Balancing Workload Across Nodes with Akka 2

In Akka 2, there is a nifty little thing called the BalancingDispatcher, which will magically distribute work to a collection of Actors in the most efficient way possible (i.e. it’s a work stealing dispatcher). The SmallestMailboxRouter has this kind of feel as well. However, the BalancingDispatcher and the SmallestMailboxRouter differ in how the choice is made about who, and when to deliver the incoming message. The BalancingDispatcher dispatches a message to an Actor only when that Actor would otherwise be idle. The SmallestMailboxRouter dispatches the message to the Actor with the least number of messages in its Mailbox even while the Actor is currently working on other things.

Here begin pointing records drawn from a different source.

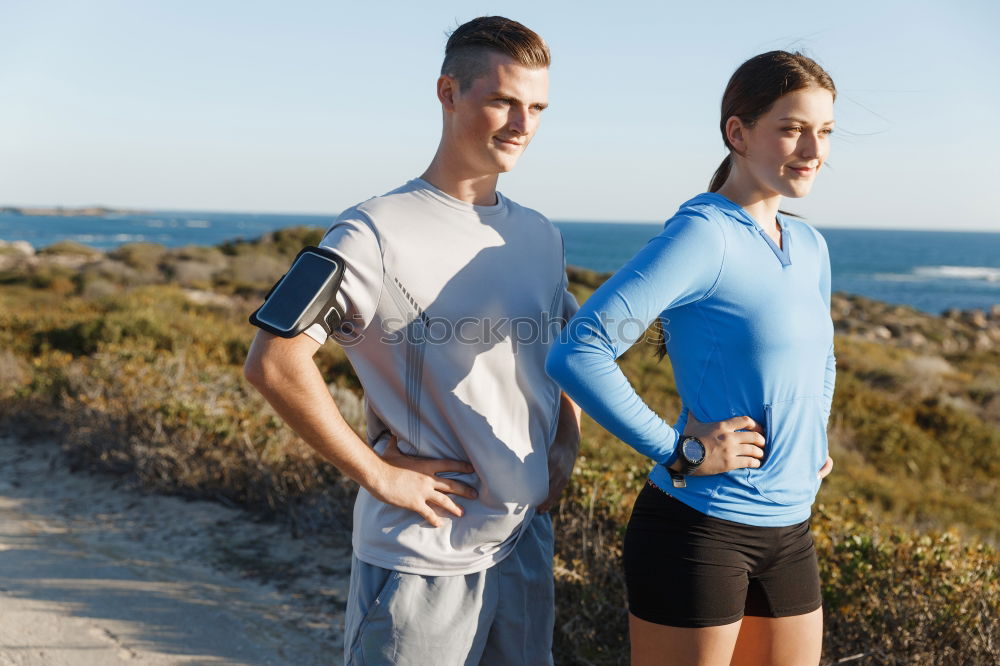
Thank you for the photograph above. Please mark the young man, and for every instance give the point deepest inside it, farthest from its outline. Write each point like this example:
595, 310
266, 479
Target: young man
452, 295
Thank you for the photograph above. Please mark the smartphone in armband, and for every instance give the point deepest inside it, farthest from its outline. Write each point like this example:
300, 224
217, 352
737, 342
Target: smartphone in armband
304, 296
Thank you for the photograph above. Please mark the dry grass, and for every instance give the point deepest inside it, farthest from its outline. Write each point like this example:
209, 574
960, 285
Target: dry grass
144, 382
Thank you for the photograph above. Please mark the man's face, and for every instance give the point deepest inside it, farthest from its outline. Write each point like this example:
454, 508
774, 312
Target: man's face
493, 119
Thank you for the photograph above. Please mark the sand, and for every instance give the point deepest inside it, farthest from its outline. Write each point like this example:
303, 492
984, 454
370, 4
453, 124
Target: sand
95, 572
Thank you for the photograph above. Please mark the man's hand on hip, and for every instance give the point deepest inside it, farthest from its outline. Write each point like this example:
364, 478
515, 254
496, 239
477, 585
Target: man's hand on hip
562, 453
412, 483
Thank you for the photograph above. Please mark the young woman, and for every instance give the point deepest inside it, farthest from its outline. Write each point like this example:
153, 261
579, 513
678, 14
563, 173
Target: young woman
719, 561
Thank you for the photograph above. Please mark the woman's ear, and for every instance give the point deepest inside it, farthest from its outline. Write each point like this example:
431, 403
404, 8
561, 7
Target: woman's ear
736, 135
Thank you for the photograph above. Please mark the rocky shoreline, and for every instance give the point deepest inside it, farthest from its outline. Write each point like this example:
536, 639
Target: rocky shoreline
96, 272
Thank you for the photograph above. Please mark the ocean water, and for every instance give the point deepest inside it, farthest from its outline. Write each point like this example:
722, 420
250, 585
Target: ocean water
929, 270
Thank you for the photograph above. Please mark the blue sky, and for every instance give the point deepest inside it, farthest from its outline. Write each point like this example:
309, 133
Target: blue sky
312, 106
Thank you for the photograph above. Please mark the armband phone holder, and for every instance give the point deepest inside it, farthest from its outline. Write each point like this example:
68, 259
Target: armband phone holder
304, 296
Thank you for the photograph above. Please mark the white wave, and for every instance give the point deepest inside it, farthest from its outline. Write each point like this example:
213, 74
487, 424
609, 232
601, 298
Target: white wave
897, 277
987, 273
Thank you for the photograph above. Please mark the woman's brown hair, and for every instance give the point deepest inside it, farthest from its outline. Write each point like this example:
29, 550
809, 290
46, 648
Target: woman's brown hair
754, 88
751, 92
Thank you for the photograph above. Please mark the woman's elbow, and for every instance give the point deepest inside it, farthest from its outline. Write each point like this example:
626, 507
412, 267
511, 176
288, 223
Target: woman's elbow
556, 366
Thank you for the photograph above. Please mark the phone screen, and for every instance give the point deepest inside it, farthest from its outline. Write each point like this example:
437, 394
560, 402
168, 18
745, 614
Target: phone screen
298, 293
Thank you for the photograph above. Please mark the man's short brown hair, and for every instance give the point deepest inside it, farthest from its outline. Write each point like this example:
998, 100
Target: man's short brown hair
465, 55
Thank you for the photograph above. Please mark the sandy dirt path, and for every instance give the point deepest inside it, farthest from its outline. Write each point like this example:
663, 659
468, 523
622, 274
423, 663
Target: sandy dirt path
93, 572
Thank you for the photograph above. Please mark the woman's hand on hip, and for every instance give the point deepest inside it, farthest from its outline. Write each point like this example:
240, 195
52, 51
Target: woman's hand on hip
731, 444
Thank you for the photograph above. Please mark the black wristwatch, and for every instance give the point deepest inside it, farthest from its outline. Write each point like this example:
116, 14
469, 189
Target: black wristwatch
690, 454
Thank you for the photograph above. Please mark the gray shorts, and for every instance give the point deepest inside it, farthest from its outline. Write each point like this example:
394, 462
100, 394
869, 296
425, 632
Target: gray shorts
502, 616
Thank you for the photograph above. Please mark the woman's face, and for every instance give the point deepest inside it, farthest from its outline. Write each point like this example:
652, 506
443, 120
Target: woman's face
784, 151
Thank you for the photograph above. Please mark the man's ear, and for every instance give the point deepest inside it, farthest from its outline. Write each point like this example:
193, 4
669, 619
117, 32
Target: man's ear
447, 91
736, 134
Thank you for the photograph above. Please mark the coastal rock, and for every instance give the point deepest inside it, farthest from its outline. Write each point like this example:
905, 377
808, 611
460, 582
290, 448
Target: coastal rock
976, 318
17, 247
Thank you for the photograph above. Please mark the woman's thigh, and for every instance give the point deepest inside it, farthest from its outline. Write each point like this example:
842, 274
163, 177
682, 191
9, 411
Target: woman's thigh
796, 640
660, 645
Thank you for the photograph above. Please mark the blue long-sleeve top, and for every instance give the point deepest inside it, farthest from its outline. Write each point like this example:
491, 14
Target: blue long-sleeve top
748, 331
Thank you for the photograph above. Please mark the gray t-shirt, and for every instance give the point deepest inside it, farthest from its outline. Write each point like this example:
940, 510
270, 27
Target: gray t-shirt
450, 311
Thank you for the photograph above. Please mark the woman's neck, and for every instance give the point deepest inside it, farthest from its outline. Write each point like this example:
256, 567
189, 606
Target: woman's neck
762, 207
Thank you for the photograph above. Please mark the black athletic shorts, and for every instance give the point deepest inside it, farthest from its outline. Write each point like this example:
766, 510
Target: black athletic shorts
686, 569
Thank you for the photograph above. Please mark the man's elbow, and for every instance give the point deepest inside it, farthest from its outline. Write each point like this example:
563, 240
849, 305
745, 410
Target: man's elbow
254, 370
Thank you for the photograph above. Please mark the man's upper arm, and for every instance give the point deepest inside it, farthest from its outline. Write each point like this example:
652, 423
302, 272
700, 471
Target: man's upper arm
355, 241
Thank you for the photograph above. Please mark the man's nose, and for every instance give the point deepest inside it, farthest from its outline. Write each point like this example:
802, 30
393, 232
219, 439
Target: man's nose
519, 120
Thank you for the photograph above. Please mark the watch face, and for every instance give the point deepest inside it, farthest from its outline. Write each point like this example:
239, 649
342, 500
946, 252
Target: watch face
693, 450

Often times, people want the functionality of the BalancingDispatcher with the stipulation that the Actors doing the work have distinct Mailboxes on remote nodes. In this post we’ll explore the implementation of such a concept.

I’m going to assume you understand Akka to a reasonably competent level. Most people don’t get to the point of asking how to do something like this without understanding a fair bit about Akka in the first place, so I’m going to pretend that my assumption is reasonable. :)

The BalancingDispatcher

First, take a quick look at the BalancingDispatcher. Essentially, it works by sharing a single Mailbox amongst all of its Actors. It doesn’t really “steal” work from its Actors; it just intelligently distributes that work by ensuring that the next message gets sent to an idle Actor, and if one isn’t available, then the message doesn’t get sent until that changes.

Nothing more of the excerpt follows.